Tuesday, September 23, 2008

Push for central credit derivatives counterparty

(FT) Pressure from regulators for the creation of a central counterparty in the credit derivatives market is stronger than ever as the market grapples to absorb last week’s default of Lehman Brothers.

The cost of trading credit derivatives is expected to be higher than dealers thought before last week’s collapse in confidence in the financial markets and the seizing up of the credit markets.

In particular, dealers said they were expecting regulators to impose higher margins on trades in credit derivatives once the central counterparty is established. The margins will be used to fund the counterparty guarantees offered by such a clearing house, which may also require upfront capital payments.

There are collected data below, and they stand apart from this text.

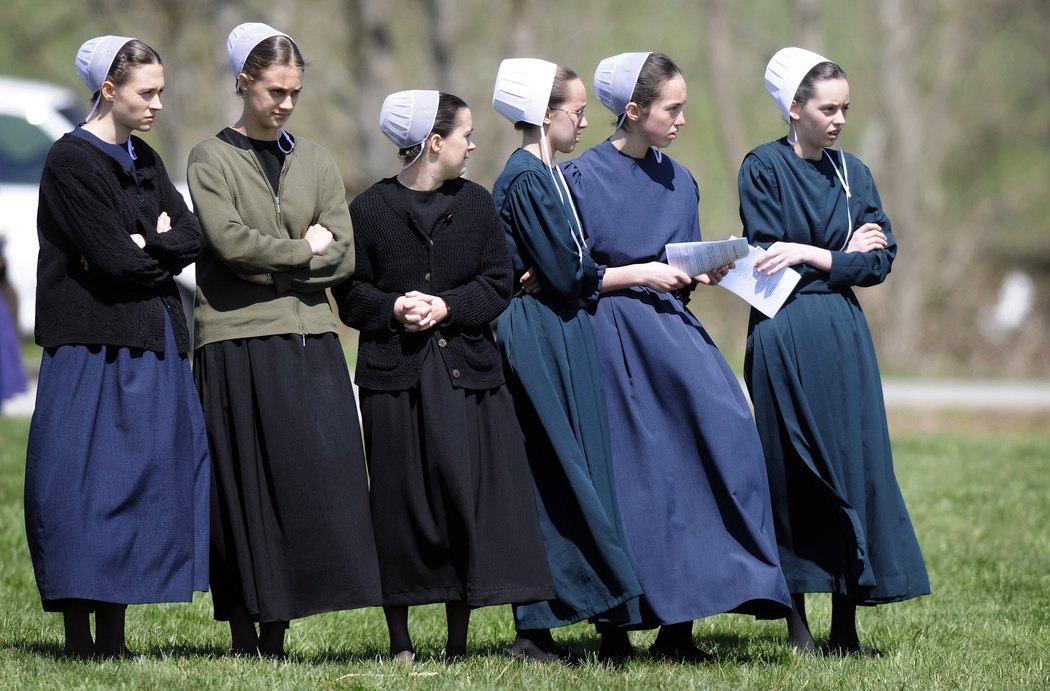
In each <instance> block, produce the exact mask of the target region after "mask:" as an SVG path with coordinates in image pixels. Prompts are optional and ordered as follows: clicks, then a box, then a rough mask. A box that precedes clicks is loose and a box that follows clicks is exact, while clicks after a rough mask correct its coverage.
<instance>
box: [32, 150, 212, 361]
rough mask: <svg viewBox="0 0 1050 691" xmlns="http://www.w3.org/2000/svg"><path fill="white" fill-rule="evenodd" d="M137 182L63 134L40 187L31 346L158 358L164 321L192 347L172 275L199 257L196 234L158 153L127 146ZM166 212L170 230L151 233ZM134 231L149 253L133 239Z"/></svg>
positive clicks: (116, 164) (92, 152)
mask: <svg viewBox="0 0 1050 691" xmlns="http://www.w3.org/2000/svg"><path fill="white" fill-rule="evenodd" d="M131 141H132V146H133V148H134V152H135V155H137V156H138V160H137V161H135V171H137V173H138V181H137V180H135V177H134V176H132V175H131V174H129V173H128V172H126V171H125V170H124V169H123V167H122V166H121V165H120V164H119V163H118V162H117V161H116V160H114V159H112V158H111V156H110V155H108V154H107V153H105V152H103V151H101V150H99V149H98V148H97V147H96V146H95V145H92V144H91V143H90V142H87V141H86V140H84V139H82V138H80V137H76V135H74V134H65V135H64V137H62V139H60V140H59V141H58V142H56V143H55V144H54V145H53V146H51V149H50V151H49V152H48V154H47V159H46V162H45V163H44V171H43V174H42V175H41V180H40V205H39V208H38V211H37V232H38V235H39V238H40V255H39V259H38V263H37V315H36V328H35V330H36V340H37V343H38V344H40V345H42V347H44V348H57V347H59V345H65V344H83V345H118V347H127V348H134V349H142V350H149V351H153V352H156V353H163V352H164V321H165V314H166V313H167V318H168V320H169V321H170V322H171V328H172V331H173V333H174V336H175V344H176V345H177V349H178V352H180V353H181V354H184V353H186V352H187V351H188V350H189V347H190V340H189V331H188V328H187V326H186V317H185V315H184V313H183V306H182V301H181V299H180V297H178V288H177V287H176V286H175V281H174V279H173V276H174V275H175V274H177V273H178V272H180V271H181V270H182V269H183V268H184V267H185V266H186V265H188V264H191V263H192V261H193V260H194V259H195V258H196V256H197V254H199V252H201V243H202V235H201V226H199V225H198V224H197V221H196V217H195V216H194V215H193V213H192V212H191V211H190V210H189V209H188V208H187V206H186V203H185V201H184V200H183V197H182V195H181V194H180V193H178V190H176V189H175V188H174V186H173V185H172V184H171V181H170V180H169V179H168V173H167V171H166V170H165V168H164V164H163V163H162V162H161V159H160V156H159V155H156V152H155V151H153V149H151V148H150V147H149V146H148V145H147V144H146V143H145V142H143V141H142V140H140V139H138V138H131ZM162 211H166V212H167V213H168V215H169V216H170V217H171V230H169V231H168V232H166V233H158V232H156V219H158V217H159V216H160V215H161V212H162ZM133 233H139V234H141V235H143V237H145V239H146V247H145V249H140V248H139V246H138V245H135V244H134V243H133V242H132V240H131V235H132V234H133Z"/></svg>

“Discussions about margin levels are taking place as we speak,” said a senior banker involved in the talks. “We are assuming regulators will impose higher margins, which dealers will then have to pass on to their clients, like hedge funds. It is another way to reduce leverage in the financial system.”

Dealers and investors are still trying to establish the scale of losses related to Lehman’s collapse, the first time one of the large counterparties in the derivatives industry has gone under. The final figure for losses is expected to feed into discussions about how much it will cost to trade credit derivatives in the future, according to regulators and bankers.

Credit derivatives, a sector that has ballooned to $62,000bn worth of contracts in just a few years, has been a huge source of profits for dealers and investors.

The higher costs related to counterparty risks could make it less profitable in the future.

The Federal Reserve Bank of New York has been pressing dealers to improve the trading and settlement infrastructure around the credit derivatives market.

Dealers have agreed to make changes by the end of this year, including setting up a central counterparty.

Dealers said that, a week into the Lehman bankruptcy, they were about “half way” through closing out trades with Lehman. Investors such as hedge funds have much more cumbersome processes to work through, as they often require numerous quotes for each derivative they are seeking to unwind.

Previous discussions about a central counterparty met with some opposition from hedge funds and other investors, with some investors worried that a small group of dealers would have too much control over the sector.

There appears to have been a shift in sentiment, however. “There is a widespread recognition that there needs to be change. Credit derivatives are very valuable tools and we need to find a way to make the market more sustainable in the future,” says one leading hedge fund manager.